Summary Background Any benefit of adjuvant interferon alfa-2b for melanoma could depend on dose and duration of treatment. Our aim was to determine whether pegylated interferon alfa-2b can facilitate ...prolonged exposure while maintaining tolerability. Methods 1256 patients with resected stage III melanoma were randomly assigned to observation (n=629) or pegylated interferon alfa-2b (n=627) 6 μg/kg per week for 8 weeks (induction) then 3 μg/kg per week (maintenance) for an intended duration of 5 years. Randomisation was stratified for microscopic (N1) versus macroscopic (N2) nodal involvement, number of positive nodes, ulceration and tumour thickness, sex, and centre. Randomisation was done with a minimisation technique. The primary endpoint was recurrence-free survival. Analyses were done by intention to treat.
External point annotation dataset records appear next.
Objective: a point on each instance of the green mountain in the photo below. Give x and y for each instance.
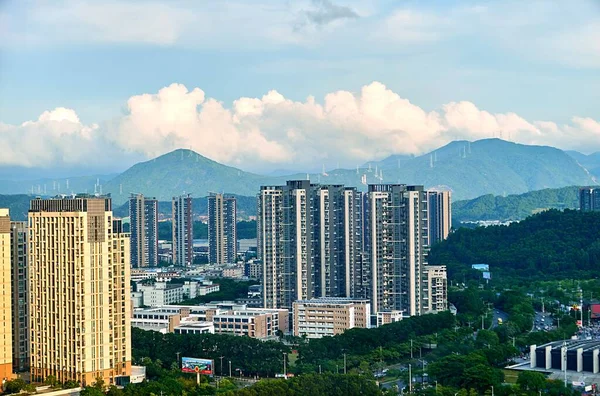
(591, 162)
(469, 169)
(489, 166)
(515, 207)
(182, 171)
(547, 244)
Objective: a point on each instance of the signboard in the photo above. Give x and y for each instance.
(595, 311)
(198, 366)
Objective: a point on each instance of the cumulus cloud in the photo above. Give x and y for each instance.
(258, 133)
(326, 12)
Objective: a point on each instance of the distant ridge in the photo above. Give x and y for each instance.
(469, 169)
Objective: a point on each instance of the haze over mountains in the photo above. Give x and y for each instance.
(469, 169)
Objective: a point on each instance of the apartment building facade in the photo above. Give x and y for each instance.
(79, 291)
(20, 296)
(6, 345)
(222, 229)
(183, 231)
(143, 217)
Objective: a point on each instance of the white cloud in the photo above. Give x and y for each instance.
(258, 133)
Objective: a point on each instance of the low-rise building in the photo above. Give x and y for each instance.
(219, 317)
(161, 293)
(234, 272)
(436, 289)
(387, 317)
(329, 316)
(195, 327)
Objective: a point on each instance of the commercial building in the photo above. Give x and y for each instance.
(143, 217)
(397, 241)
(329, 316)
(589, 199)
(387, 317)
(6, 346)
(79, 291)
(219, 317)
(161, 293)
(309, 242)
(222, 234)
(183, 231)
(439, 215)
(20, 296)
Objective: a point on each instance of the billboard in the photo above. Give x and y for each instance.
(199, 366)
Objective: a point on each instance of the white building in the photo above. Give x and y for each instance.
(329, 316)
(161, 293)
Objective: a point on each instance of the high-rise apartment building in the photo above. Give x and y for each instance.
(440, 215)
(20, 295)
(435, 289)
(143, 218)
(589, 199)
(6, 365)
(183, 231)
(397, 239)
(79, 279)
(269, 235)
(309, 242)
(222, 231)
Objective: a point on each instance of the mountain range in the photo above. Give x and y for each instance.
(469, 169)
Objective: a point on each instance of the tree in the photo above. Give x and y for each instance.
(531, 381)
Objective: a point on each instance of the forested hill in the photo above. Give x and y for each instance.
(515, 207)
(547, 244)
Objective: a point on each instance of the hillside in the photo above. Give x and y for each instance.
(489, 166)
(547, 244)
(515, 207)
(591, 162)
(182, 171)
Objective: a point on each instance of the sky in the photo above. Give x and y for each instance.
(265, 85)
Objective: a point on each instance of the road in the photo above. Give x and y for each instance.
(542, 321)
(498, 315)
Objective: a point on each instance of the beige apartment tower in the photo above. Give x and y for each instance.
(79, 291)
(5, 297)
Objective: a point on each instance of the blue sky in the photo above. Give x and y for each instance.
(409, 75)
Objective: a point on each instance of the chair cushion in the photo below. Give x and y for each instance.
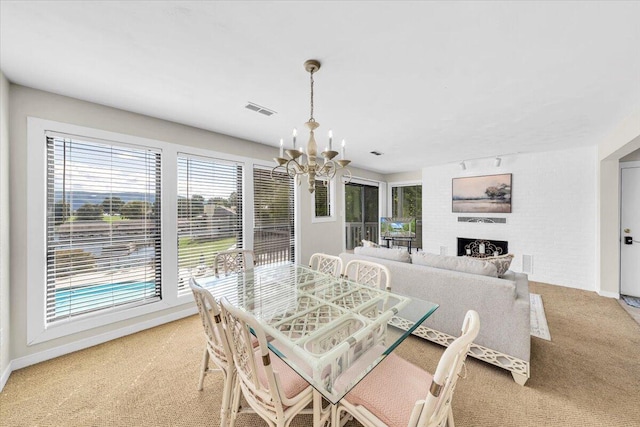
(291, 383)
(391, 390)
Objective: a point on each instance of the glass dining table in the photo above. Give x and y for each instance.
(330, 330)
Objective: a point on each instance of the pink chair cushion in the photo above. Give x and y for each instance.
(391, 390)
(291, 383)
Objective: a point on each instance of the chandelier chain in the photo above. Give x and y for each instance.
(311, 119)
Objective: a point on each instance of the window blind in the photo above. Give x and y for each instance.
(103, 226)
(209, 214)
(322, 199)
(274, 233)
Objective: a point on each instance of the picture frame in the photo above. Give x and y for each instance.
(481, 194)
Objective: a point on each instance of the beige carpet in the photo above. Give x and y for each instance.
(589, 375)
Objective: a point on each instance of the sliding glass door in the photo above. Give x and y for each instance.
(361, 214)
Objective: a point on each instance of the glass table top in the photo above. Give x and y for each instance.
(332, 331)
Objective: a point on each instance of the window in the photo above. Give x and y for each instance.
(103, 226)
(274, 232)
(361, 213)
(406, 202)
(323, 201)
(209, 214)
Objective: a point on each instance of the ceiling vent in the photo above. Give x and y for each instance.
(259, 109)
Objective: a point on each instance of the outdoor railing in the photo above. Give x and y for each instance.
(357, 231)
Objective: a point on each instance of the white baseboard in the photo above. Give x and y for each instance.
(608, 294)
(5, 375)
(32, 359)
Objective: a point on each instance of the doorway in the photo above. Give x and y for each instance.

This study is registered with ClinicalTrials.gov , number NCT00006249. Findings All randomised patients were included in the primary efficacy analysis. 608 patients in the interferon group and 613 patients in the observation group were included in safety analyses. The median length of treatment with pegylated interferon alfa-2b was 12 (IQR 3·8–33·4) months. At 3·8 (3·2–4·2) years median follow-up, 328 recurrence events had occurred in the interferon group compared with 368 in the observation group (hazard ratio 0·82, 95% CI 0·71–0·96; p=0·01); the 4-year rate of recurrence-free survival was 45·6% (SE 2·2) in the interferon group and 38·9% (2·2) in the observation group. There was no difference in overall survival between the groups. Grade 3 adverse events occurred in 246 (40%) patients in the interferon group and 60 (10%) in the observation group; grade 4 adverse events occurred in 32 (5%) patients in the interferon group and 14 (2%) in the observation group. In the interferon group, the most common grade 3 or 4 adverse events were fatigue (97 patients, 16%), hepatotoxicity (66, 11%), and depression (39, 6%). Treatment with pegylated interferon alfa-2b was discontinued because of toxicity in 191 (31%) patients. Interpretation Adjuvant pegylated interferon alfa-2b for stage III melanoma has a significant, sustained effect on recurrence-free survival. Funding Schering Plough Research International.